Read more in the full article here.

MacDailyNews Take: Good luck, applicants!

7 Comments

  1. Actually it would be satisfying to assist various customers in getting things going, sure your going to encounter some people that can walk and chew gum at the same time and could be frustrating, but most people will be really appreciative of getting them going or resolving your problem.

    There will probably be some level of screening before one of these people take a call too.. They are probably not going to get calls that would probably ultimately require hardware repairs.

  2. I will admit that customer service isn’t a job for me, but the ONLY company I would do it for is Apple. And, I’d HAVE TO work DIRECTLY with Apple to do it. I wouldn’t do it for a contractor to Apple.

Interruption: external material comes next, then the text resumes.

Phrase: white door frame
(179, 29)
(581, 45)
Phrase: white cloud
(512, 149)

    I’d probably get fired within weeks because I’d say something like this to a perplexed customer:

    “yes, I’ve had that same problem myself. It makes sense only to the egghead programers in Cupertino, let me show you the screwball thing that you have to do to get out of that”. 🙂

    1. It is very simple to solve a “pebkac” error: show some empathy for the user. Walt Mossberg basically built a career saying “computer interfaces suck and it isn’t your fault”.

      For every stupid thing user does, there are 20 stupid things that programers do. The top of the list:

      Abort, cancel or retry.

      or how about this?

      unplug an ethernet cable from windows computer or turn off the wifi and try to log in to a corporate website. You’d think that the computer, in 2018, could detect it a disconnected computer. I just had this experience in a client’s office where someone had unplugged a desktop computer from the network, plugged their laptop in, and afterwards did not re-plug in the ethernet to the desktop computer that I was trying to use. Sounds simple doesn’t it? But it wasted 30 minutes of my time trying to figure this out.

      1. it was actually abort, retry, or fail.

        for those who don’t remember this error was common if you left the floppy disk door open. Most of the time even closing the door and pressing retry didn’t work. depending on what you were doing, leaving the disk door open resulted in a program restart and data loss. I stopped using floppies in the early 90s. I remember the last time I got some data on a floppy, the client said I’ve had those disks around for a long time, I thought I’d give them to you, please email the project back. I had a old computer with a floppy drive in it, I booted it up copied the floppies to the network and threw them out. good riddance. 🙂

        At one point I installed a program consisting of 72 floppies. Installation took 10 hours. I thought I was going to have an easy friday, instead I was late for date. good riddance floppy drives.